Plus-size model Tess Holliday has been on the forefront of it all. It's unsurprising, therefore, that she recently partnered with the U.S. arm of British fashion company Simply Be to remind women how to properly get a bikini body this summer. In a short video, Holliday breaks it down.
Step 1: Put A Bikini On Your Body
"There is no such thing as a perfect body and the hardest barrier for women to overcome is themselves," Holliday told Simply Be USA. "And no wonder, considering the skinny body ideals that are portrayed widely across the media today."
Step 2: Simply Bekini
"All women need to do to get a bikini body is to put a bikini on, then they're ready to hit the beach," Tess told Simply Be USA. "I hope #SimplyBekini inspires women to love themselves and their wobbly bits."

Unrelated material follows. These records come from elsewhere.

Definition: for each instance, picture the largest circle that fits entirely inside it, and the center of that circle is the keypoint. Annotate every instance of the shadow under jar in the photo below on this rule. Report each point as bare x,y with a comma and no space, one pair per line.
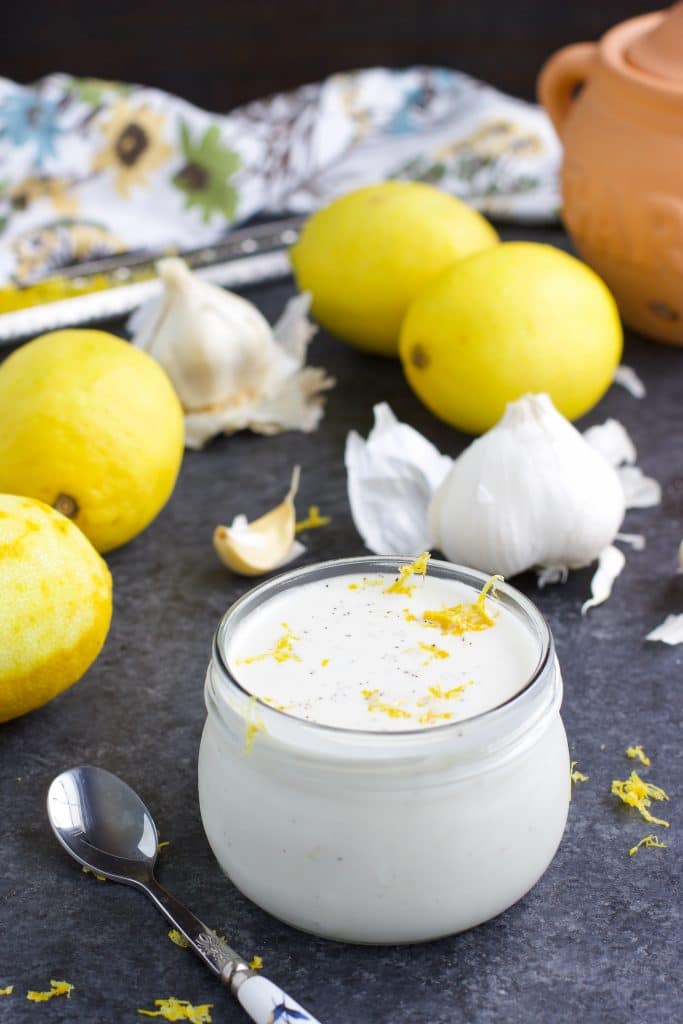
385,835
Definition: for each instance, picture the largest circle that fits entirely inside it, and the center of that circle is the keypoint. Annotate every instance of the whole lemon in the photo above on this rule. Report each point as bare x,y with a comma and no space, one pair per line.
366,255
91,426
56,604
518,317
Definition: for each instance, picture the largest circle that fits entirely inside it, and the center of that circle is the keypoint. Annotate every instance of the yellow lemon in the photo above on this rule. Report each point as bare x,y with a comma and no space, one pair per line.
518,317
366,255
56,604
91,426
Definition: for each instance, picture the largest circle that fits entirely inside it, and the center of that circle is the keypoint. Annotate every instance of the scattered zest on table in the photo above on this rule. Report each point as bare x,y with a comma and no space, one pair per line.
636,752
312,520
575,775
56,988
638,794
648,841
180,1010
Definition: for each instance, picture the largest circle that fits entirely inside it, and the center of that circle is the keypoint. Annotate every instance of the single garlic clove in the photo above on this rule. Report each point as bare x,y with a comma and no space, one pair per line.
255,548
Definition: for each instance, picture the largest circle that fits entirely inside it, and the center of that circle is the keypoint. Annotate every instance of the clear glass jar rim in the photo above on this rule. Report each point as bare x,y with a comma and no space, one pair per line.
384,563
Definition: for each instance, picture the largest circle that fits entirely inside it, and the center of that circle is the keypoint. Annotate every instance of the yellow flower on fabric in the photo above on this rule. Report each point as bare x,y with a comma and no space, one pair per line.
134,145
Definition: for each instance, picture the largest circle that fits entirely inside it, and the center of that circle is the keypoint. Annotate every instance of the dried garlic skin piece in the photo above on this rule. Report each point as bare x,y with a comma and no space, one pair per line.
530,492
254,548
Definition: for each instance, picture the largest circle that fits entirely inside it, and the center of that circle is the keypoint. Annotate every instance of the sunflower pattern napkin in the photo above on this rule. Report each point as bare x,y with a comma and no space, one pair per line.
89,168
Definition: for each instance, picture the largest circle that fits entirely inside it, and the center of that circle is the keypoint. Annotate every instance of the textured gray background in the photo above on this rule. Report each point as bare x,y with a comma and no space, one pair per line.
598,939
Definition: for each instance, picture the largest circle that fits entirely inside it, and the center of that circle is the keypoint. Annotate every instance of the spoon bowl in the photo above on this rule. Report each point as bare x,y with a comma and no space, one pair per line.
102,823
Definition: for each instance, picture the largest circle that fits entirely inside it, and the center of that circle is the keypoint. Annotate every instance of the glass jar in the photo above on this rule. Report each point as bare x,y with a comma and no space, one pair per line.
384,837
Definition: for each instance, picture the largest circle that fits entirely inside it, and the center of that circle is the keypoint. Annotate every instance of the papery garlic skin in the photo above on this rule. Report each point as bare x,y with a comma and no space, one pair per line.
531,492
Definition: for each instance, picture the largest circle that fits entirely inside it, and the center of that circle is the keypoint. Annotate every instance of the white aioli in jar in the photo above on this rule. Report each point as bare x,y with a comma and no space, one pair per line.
393,834
352,652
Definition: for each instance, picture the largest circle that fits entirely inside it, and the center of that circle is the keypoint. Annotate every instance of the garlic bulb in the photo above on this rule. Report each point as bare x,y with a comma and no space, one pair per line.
257,547
229,368
531,492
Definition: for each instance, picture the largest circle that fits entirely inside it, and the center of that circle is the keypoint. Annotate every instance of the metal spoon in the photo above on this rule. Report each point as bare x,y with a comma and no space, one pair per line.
104,825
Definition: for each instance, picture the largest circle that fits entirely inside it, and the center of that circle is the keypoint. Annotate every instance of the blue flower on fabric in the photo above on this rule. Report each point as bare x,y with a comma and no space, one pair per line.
29,118
435,83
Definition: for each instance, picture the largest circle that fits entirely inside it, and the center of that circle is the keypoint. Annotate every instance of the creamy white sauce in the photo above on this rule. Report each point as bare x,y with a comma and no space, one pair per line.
350,655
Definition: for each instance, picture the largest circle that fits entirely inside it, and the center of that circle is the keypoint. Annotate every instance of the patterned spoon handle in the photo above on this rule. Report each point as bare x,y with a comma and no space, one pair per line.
266,1004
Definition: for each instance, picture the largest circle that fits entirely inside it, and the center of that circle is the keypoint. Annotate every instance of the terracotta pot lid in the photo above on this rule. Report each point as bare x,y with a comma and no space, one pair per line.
658,52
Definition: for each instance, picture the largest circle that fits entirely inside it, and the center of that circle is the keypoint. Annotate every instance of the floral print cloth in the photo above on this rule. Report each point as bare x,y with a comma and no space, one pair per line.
89,168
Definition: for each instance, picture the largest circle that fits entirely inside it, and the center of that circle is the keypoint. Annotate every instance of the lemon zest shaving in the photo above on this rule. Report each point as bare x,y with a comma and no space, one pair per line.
283,650
180,1010
313,520
577,776
432,716
639,753
56,988
252,725
433,651
638,794
650,841
273,704
464,617
375,705
400,585
367,582
89,870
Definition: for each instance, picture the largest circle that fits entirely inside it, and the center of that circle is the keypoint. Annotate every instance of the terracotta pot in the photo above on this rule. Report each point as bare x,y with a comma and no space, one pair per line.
617,107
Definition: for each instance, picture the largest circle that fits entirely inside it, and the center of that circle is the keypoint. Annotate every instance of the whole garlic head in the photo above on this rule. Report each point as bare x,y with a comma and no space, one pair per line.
531,492
213,344
230,370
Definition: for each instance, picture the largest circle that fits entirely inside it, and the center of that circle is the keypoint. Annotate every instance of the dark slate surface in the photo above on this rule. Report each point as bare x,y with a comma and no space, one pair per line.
598,939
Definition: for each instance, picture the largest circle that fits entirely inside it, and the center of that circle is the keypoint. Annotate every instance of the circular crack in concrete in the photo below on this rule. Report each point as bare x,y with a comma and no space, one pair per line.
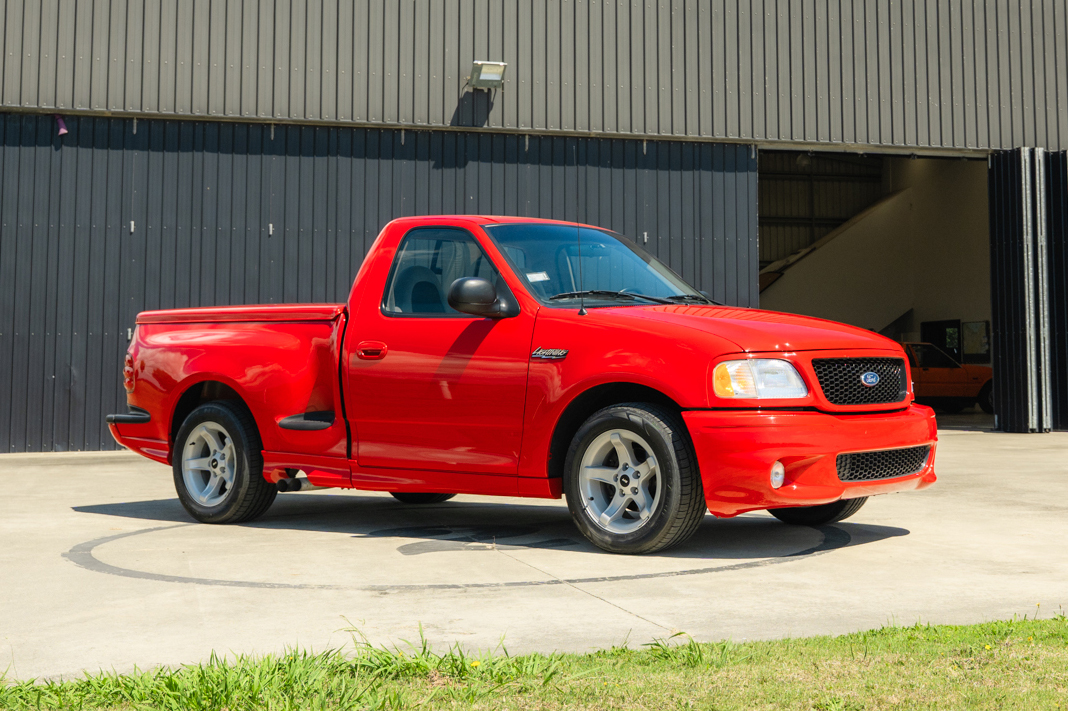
82,555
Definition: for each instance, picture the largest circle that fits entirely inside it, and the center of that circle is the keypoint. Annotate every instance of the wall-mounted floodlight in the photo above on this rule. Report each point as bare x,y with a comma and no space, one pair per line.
487,75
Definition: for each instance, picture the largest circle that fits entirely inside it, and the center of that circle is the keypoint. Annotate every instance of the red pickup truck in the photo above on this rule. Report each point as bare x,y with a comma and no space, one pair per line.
525,358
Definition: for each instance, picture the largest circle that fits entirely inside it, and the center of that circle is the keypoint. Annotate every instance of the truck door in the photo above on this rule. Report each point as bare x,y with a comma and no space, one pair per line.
429,388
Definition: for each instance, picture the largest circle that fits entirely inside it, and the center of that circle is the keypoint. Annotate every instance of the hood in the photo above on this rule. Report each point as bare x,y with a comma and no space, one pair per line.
755,330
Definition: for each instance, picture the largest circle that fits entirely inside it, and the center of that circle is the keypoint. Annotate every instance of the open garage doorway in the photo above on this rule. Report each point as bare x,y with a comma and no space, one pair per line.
894,245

Research backs Holliday up: The average woman sees 400 to 600 advertisements per day. The typical 17-year-old American female has received more than 250,000 commercial messages through the media, according to the organization Healthy Place. Studies show these advertisements are often full of damaging messages encouraging unattainable beauty ideals. These standards are, unfortunately, becoming the norm around the world.
While #SimplyBekini may be another ad campaign, it leverages the type of hashtag activism plenty of body-positive activists have successfully used in the past. Holliday herself is no exception: The activist previously launched the hashtag #EffYourBeautyStandards, which encourages individuals to celebrate their bodies. Other body-positive activists have similarly used social media to impart these messages as well, including Virgie Tovar's #LoseHateNotWeight and plenty others. So far, dozens of individuals have contributed their own #SimplyBekini photos to the campaign.
Holliday summarized the deeper meaning of these seemingly simple campaigns years ago. "We have so many forces around us that try and influence us otherwise," she wrote for the Huffington Post in 2013. "Why be our own worst enemy?"